The Right Home Value Estimate Should:
- Allow you to earn the most money possible
- Help you sell your house fast
The simple fact is, price is the number one factor that most homebuyers use to determine which homes they want to view. And it's important to remember that, although the price is set by you, the value of the home is determined by the buyer. Try to avoid allowing your enthusiasm to impact your better judgment - overpricing is a common mistake that can cost you in the end.
The Benefits of Accurately Pricing Your Home
- Sell your house fast with little inconvenience
- Exposure to more buyers, and gains the interest of many buyers
- Captures the attention of quality realtors
- Generates more advertising/sign calls
- Attracts higher offers from buyers, which means more money for the seller
- Keeps your home from becoming "shopworn"
- What really matters is how your home stacks up against the others currently offered for sale and recently sold in your neighborhood. No buyer looks at just one home, and often compares many homes. You can bet that the price is a huge factor in those comparisons.
Common Reasons for Overpricing
- Over-improvement. You need to know when to quit prettying up the house.
- Financial need.
- The house is in a higher-priced area. Neighborhood reputation can be a big influence on buyers, but a negative one on sellers who overestimate their home’s value.
- Original purchase price was too high. A seller will feel cheated if they feel they paid more than they should have.
- Lack of factual data about the housing market and home value.
- Bargaining room. There is still room to profit with a more appropriate price.
- When the move is not necessary. Owners have a tendency to set too high a price when they are moving for the luxury of it.
- Inaccurate assessed value.
- Emotional attachment to home. Your good memories in the home are not inherited by the sellers, so keep that in mind when pricing.
- Opinion of family and neighbors may create pressure on the seller.
Dangers of Overpricing Your Home
- The most important activities for marketing your home will occur in the first few weeks. Pricing a home properly and then creating immediate urgency in the minds of agents and buyers is critical.
- Buyers who have seen most available homes in their price range are waiting for the "right house" to come onto the market. They believe they have seen it all, but still hold the hope that they can be swept off their feet. If a house is priced right, it will sell quickly.
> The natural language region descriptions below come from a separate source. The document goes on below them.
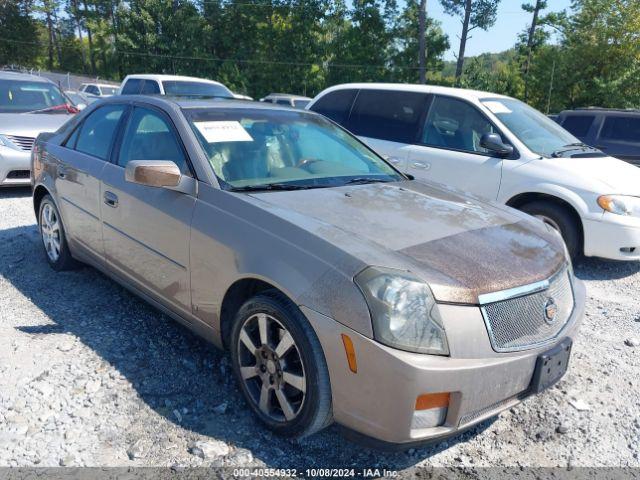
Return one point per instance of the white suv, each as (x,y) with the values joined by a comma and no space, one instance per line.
(500,149)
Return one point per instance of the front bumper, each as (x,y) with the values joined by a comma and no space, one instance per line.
(379,400)
(15,167)
(613,237)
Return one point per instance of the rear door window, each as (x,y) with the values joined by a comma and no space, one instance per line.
(578,125)
(98,130)
(455,124)
(621,129)
(388,115)
(335,105)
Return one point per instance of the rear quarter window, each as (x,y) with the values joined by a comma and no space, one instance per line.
(335,105)
(132,87)
(578,125)
(622,129)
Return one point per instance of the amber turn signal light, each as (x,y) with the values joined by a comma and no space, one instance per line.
(432,400)
(351,353)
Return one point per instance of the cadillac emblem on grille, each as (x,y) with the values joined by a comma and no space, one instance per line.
(550,311)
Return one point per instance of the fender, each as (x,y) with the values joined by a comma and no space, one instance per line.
(553,190)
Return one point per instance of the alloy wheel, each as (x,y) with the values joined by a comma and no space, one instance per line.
(51,232)
(271,367)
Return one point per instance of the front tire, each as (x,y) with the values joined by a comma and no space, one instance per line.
(561,219)
(280,366)
(53,236)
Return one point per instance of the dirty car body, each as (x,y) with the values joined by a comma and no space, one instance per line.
(490,291)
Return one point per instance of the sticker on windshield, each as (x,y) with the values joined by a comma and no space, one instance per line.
(223,131)
(496,107)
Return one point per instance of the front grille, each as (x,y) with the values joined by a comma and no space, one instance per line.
(25,143)
(522,322)
(19,174)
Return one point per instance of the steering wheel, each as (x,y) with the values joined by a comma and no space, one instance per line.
(306,161)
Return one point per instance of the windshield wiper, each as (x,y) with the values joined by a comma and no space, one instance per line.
(272,186)
(575,146)
(361,180)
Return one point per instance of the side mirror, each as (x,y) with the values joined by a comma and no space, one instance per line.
(153,173)
(493,143)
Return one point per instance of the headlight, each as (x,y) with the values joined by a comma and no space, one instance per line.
(620,204)
(8,143)
(404,313)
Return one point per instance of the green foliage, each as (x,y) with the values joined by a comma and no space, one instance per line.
(260,46)
(483,12)
(18,30)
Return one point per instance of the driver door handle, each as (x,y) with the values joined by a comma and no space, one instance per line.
(111,199)
(421,165)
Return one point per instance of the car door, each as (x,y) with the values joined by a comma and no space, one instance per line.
(146,230)
(388,121)
(448,149)
(619,137)
(81,161)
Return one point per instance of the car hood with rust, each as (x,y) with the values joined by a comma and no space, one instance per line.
(461,246)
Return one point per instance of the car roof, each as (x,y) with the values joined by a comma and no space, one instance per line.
(5,75)
(110,85)
(405,87)
(288,95)
(196,103)
(594,110)
(144,76)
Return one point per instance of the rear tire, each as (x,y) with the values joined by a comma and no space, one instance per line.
(561,219)
(280,366)
(53,236)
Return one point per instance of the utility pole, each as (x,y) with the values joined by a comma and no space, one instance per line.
(553,74)
(540,4)
(422,45)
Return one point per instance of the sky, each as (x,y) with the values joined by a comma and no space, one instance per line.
(502,36)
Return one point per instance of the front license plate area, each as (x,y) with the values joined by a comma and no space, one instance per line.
(551,366)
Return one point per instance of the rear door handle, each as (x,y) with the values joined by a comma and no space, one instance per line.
(111,199)
(421,165)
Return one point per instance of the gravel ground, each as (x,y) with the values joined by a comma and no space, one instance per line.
(91,375)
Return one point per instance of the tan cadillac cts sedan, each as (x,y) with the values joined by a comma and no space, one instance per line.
(343,290)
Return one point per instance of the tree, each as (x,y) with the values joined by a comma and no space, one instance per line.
(406,48)
(474,14)
(19,42)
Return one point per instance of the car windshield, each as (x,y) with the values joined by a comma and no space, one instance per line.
(195,89)
(265,149)
(538,132)
(20,96)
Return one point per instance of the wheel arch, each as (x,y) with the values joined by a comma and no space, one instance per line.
(517,201)
(237,294)
(38,194)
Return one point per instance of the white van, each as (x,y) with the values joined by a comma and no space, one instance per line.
(151,84)
(500,149)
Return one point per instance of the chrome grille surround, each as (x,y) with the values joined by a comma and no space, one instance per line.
(25,143)
(516,319)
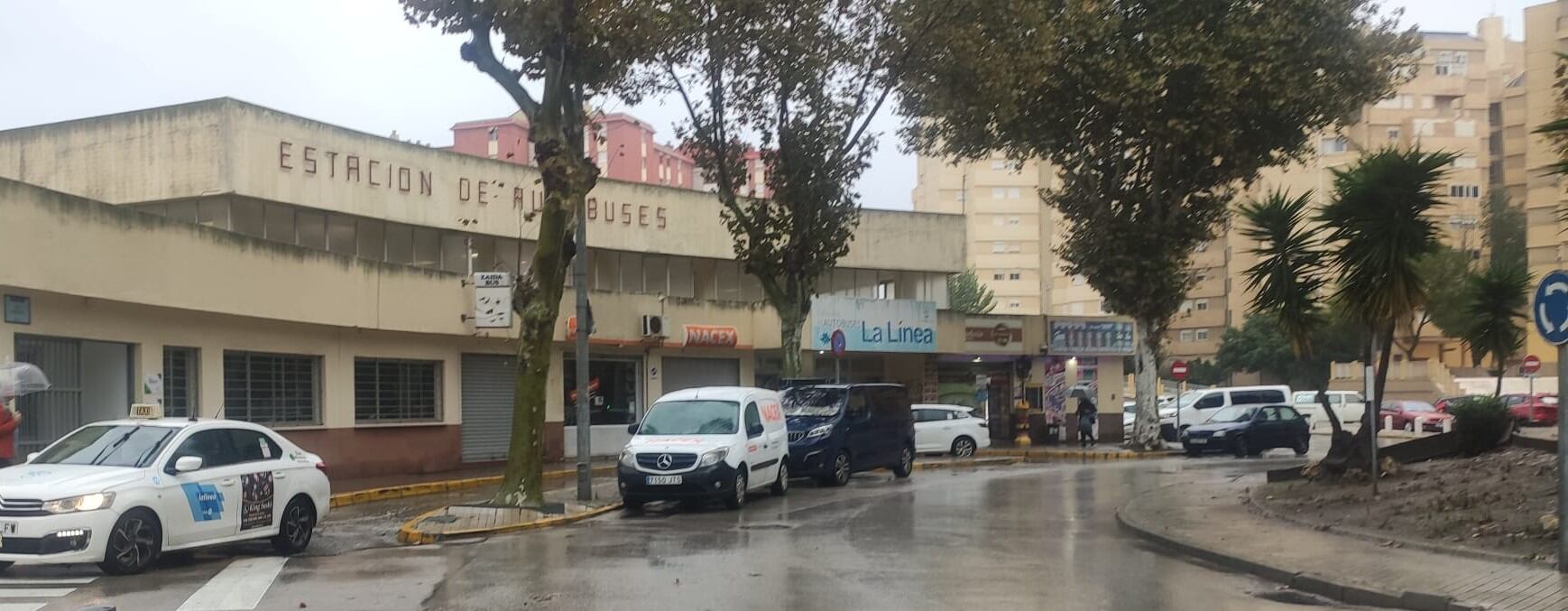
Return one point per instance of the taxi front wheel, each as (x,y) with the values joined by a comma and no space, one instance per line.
(134,542)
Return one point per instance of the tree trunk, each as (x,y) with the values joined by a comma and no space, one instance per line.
(563,174)
(790,323)
(1147,427)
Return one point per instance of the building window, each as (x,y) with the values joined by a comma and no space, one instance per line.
(1463,191)
(395,391)
(612,391)
(272,389)
(180,381)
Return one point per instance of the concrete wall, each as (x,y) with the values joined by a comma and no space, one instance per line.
(229,146)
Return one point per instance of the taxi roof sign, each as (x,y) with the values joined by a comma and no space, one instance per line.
(146,411)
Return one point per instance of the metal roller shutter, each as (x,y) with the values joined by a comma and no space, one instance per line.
(690,374)
(486,406)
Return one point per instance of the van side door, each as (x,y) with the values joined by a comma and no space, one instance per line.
(862,430)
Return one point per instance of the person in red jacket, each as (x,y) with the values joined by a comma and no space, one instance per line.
(8,421)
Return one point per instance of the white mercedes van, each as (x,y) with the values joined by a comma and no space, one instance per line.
(705,444)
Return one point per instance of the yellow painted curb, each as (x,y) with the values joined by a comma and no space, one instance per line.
(429,487)
(408,534)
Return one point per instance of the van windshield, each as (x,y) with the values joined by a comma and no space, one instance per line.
(813,402)
(692,419)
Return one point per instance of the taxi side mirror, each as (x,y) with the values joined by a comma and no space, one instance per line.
(187,464)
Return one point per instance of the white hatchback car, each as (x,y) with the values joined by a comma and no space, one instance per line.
(951,430)
(121,492)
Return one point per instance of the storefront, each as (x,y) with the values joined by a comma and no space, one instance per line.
(358,329)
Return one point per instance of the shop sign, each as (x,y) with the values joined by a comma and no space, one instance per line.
(711,336)
(993,336)
(1079,338)
(873,325)
(493,300)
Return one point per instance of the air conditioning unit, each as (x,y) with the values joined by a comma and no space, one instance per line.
(652,326)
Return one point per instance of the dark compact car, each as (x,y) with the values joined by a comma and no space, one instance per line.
(836,430)
(1249,431)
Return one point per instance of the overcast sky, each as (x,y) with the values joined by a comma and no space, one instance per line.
(348,63)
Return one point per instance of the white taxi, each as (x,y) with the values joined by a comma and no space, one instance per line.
(119,492)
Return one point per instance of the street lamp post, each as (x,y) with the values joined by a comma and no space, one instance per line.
(584,326)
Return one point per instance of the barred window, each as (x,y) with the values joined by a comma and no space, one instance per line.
(394,391)
(180,381)
(272,389)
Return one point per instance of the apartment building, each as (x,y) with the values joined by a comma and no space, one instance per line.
(1010,231)
(1465,96)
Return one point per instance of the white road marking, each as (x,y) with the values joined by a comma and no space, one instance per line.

The buyers are there waiting for it–the seller just needs to find the right price.
- Don't start with a high price and the assumption that you can reduce it later. By the time you decide to lower the price, it may be too late, as interest will have already waned. Houses that stay on the market too long create an uneasy, distrustful feeling in buyers who may feel the house has something wrong with it.
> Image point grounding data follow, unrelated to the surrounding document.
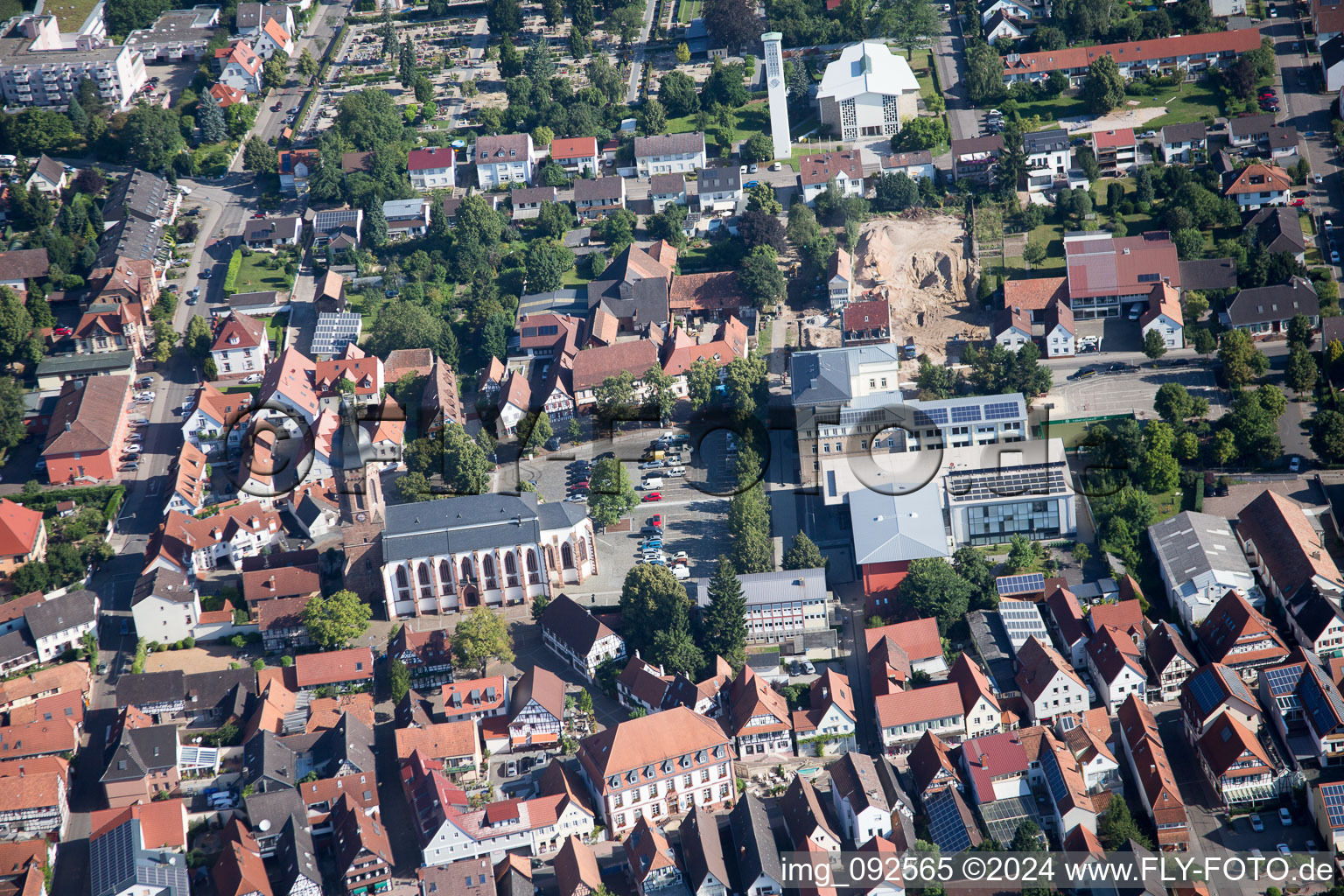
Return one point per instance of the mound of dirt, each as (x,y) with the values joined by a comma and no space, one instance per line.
(920,269)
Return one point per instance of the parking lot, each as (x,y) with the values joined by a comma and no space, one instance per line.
(1132,393)
(692,520)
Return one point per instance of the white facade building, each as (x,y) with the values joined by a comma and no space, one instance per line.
(867,92)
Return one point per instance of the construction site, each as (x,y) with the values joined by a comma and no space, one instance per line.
(918,265)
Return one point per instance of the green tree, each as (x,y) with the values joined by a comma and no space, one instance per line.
(536,427)
(1153,344)
(676,92)
(1328,436)
(398,680)
(333,622)
(306,65)
(258,158)
(210,118)
(1242,361)
(152,136)
(546,262)
(1300,373)
(481,635)
(1103,89)
(804,554)
(701,379)
(466,471)
(933,589)
(611,492)
(761,278)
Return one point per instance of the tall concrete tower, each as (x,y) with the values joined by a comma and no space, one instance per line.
(777,92)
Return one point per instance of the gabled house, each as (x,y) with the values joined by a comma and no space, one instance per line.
(1184,144)
(1152,773)
(805,818)
(1208,693)
(431,168)
(817,171)
(1115,665)
(757,858)
(1236,763)
(759,717)
(1236,635)
(828,725)
(1256,186)
(1170,662)
(578,637)
(702,846)
(576,155)
(978,703)
(1265,311)
(859,798)
(1047,682)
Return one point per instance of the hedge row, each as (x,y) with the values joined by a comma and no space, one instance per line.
(235,263)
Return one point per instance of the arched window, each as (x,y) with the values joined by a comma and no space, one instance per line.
(426,582)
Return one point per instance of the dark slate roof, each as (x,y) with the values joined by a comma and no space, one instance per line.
(1273,303)
(1054,140)
(143,750)
(452,526)
(754,843)
(138,193)
(348,742)
(164,584)
(1208,273)
(150,688)
(268,763)
(1278,230)
(1316,615)
(60,614)
(14,647)
(573,625)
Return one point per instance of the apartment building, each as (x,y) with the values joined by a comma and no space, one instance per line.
(647,767)
(38,69)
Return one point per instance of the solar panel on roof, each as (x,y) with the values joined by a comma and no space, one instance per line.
(965,414)
(1332,795)
(1026,584)
(1284,680)
(932,416)
(945,823)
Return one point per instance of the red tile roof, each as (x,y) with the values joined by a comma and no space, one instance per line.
(163,822)
(918,637)
(333,667)
(1239,40)
(19,528)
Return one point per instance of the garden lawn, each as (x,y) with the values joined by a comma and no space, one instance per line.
(255,277)
(1188,102)
(752,118)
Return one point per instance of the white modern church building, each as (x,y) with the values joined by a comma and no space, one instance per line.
(867,92)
- A major cause for concern is appraisal problems. Overpricing can lead to loan rejections and lost time, which in turn leads to waning customer interest. Make sure the right steps are taken here.
- Even if your home is nicer than other homes in the same area, your house won't be picked for viewing if you set the price too high.
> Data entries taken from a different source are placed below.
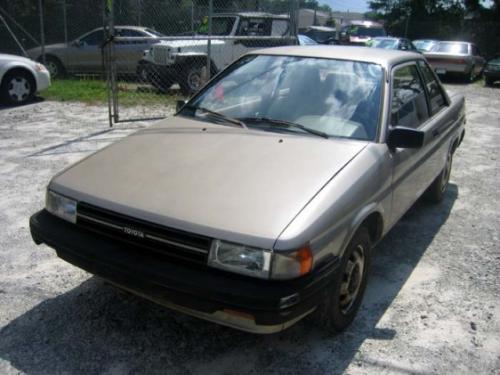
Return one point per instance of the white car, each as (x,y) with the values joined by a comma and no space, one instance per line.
(21,78)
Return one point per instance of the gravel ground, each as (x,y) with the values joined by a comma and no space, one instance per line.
(432,304)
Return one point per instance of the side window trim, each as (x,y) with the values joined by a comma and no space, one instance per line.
(391,90)
(440,87)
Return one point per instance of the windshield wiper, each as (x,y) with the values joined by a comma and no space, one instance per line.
(285,124)
(217,115)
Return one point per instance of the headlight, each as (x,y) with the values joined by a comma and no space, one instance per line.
(261,263)
(60,206)
(240,259)
(40,68)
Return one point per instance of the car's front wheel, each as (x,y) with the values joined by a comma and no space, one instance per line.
(18,87)
(344,298)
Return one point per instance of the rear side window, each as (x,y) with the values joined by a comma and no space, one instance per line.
(436,96)
(409,104)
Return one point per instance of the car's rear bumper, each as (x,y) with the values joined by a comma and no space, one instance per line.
(254,305)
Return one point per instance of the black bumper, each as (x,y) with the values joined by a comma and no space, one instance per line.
(493,75)
(194,287)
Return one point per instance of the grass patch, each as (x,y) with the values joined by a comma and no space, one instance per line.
(92,91)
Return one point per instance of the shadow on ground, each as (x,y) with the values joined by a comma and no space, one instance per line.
(94,328)
(35,100)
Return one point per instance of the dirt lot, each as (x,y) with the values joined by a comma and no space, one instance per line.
(432,305)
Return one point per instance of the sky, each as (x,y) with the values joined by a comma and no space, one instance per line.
(345,5)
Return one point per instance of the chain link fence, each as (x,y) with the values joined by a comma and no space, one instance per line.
(172,52)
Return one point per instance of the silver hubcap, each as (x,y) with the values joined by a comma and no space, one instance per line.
(446,173)
(52,68)
(351,279)
(19,89)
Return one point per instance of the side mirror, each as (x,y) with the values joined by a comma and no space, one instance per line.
(179,104)
(402,137)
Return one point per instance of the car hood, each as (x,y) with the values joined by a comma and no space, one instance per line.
(35,52)
(221,181)
(187,43)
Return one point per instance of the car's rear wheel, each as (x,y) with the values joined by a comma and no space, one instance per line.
(344,298)
(18,87)
(54,66)
(435,192)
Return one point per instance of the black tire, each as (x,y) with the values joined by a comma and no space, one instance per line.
(436,191)
(192,79)
(54,66)
(343,300)
(18,87)
(471,76)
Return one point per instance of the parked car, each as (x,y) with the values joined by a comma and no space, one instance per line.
(184,61)
(21,78)
(360,32)
(84,54)
(402,44)
(304,40)
(460,58)
(425,45)
(260,201)
(492,71)
(322,34)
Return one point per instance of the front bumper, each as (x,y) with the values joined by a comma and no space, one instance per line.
(248,304)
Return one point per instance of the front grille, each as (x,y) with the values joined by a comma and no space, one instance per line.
(148,236)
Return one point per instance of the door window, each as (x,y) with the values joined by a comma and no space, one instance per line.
(279,28)
(437,99)
(409,104)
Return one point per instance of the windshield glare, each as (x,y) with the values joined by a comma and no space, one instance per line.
(385,43)
(340,98)
(447,47)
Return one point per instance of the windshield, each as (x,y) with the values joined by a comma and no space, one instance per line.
(220,26)
(385,43)
(335,97)
(154,32)
(305,40)
(448,47)
(366,31)
(424,45)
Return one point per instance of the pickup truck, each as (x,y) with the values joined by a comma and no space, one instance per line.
(261,201)
(184,60)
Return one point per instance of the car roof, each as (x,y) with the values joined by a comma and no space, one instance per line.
(252,14)
(386,58)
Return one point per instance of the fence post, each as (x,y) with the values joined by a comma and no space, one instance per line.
(42,29)
(65,23)
(209,45)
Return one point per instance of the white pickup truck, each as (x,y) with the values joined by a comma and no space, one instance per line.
(184,59)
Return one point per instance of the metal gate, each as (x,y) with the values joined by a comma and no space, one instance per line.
(172,52)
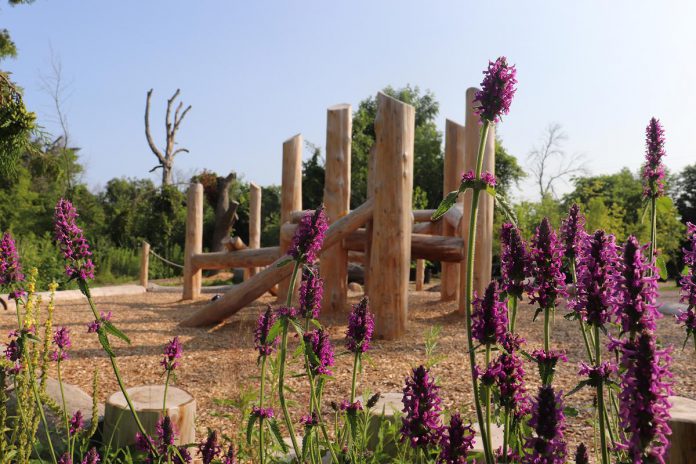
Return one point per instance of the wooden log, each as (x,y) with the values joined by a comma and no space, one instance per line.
(682,448)
(290,195)
(120,426)
(455,135)
(243,258)
(334,262)
(144,264)
(194,241)
(391,221)
(246,292)
(254,221)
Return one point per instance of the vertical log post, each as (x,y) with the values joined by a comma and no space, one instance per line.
(144,264)
(254,220)
(390,254)
(290,195)
(484,231)
(334,262)
(453,167)
(194,241)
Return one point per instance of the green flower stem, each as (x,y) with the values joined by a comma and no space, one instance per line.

- Buyers and agents become aware of the long exposure period and often are hesitant to make an offer because they fear something is wrong with the property, when in truth the problem is the seller’s home value estimate.
- A high price can attract the wrong buyers. It is common for buyers to be more fickle if they feel the price is too high.
- Fewer potentially qualified buyers will respond.
- You might help sell similar homes that are priced low. You should want to beat the competition, not help it.
- You could lose money as a result of making extra mortgage payments while incurring taxes, insurance and unplanned maintenance costs.
The Role of a Real Estate Agent in Pricing Your Home
A good real estate agent will provide you with a comparative market analysis (CMA), which is a comparison of the prices of recently sold homes that are similar in terms of location, style, and amenities. A CMA is performed by comparing previously sold homes in the area, and currently active homes to know your competition. Even with a quality realtor by your side, it is important to remember the following:
- There is no "exact price" for real estate
- We don't tell you what we think your home is "worth".
- The market determines value…together we determine the price.
- You determine the price based on the factors you control
Financing alternatives provided
Keep in touch with market trends and keep up to date with market activity of comparable homes.
Estimate your net proceeds.
Help to determine offering incentives.
Remember: An agent has zero control over the market, only the marketing plan. Never select an agent based on price. Quality matters above all else.